Pour Mike Pompeo, le secrétaire d’Etat américain, le fonctionnement de l’agence illustre une forme de corruption devenue intolérable dans le contexte du coronavirus. « Ceux qui n’ont pas agi comme il fallait, qui n’ont pas partagé des informations comme il le fallait, devront rendre des comptes,» a-t-il dit. Jusqu’au 21 janvier 2020 l’OMS a suivi, sans sourciller,  la ligne officielle chinoise selon laquelle le virus ne pouvait pas se transmettre de personne à personne. Alors que la propagation du virus à Wuhan suggérait clairement le contraire. Ce mensonge a fait perdre un mois de préparation, disent les Américains, et a surtout laissé entrer sur le territoire un demi-million de personnes en provenance de Chine durant le mois de janvier jusqu’à la fermeture de l’espace aérien avec la Chine le 31 janvier.

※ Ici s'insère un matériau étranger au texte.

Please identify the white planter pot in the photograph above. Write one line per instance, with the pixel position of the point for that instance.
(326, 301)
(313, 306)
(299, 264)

L’attitude du département d’Etat illustre le sentiment qui domine désormais aux Etats-Unis vis-à-vis de la Chine communiste. Elle est vue comme une machine de guerre, au service de la toute puissance du parti communiste chinois pour assurer la perpétuation du régime par un asservissement économique du reste de la planète. 

Jusqu’à présent ces prises de position étaient le fait d’organes idéologiquement proches de Donald Trump, et de la droite conservatrice, comme The Federalist, ou American Greatness, ou encore des fondations conservatrices comme la Heritage Foundation, mais récemment ce sont le Wall Street Journal ou encore The Atlantic, mensuel culturel de centre gauche, qui ont repris ces accusations. Dans un long article signé de Nadia Schadlow,  chercheur au Hudson Institute, l’Atlantic s’interroge « Et si Trump avait raison sur la Chine ? ».  L’auteur y détaille comment Pékin a tenté de masquer la réalité de la pandémie dans les premiers jours, en censurant l’information, en fermant des laboratoires, en expulsant des journalistes américains, en empêchant les chercheurs de communiquer entre eux et avec l’extérieur, et comment cela a à la fois retardé la réponse internationale, et induit les Etats-Unis et le reste du monde en erreur sur la gravité de la situation… Elle accuse l’establishment américain d’aveuglement.  « Leur détestation de Trump les empêche de reconnaître la réalité géopolitique », écrit-elle.  Cela est en train de changer.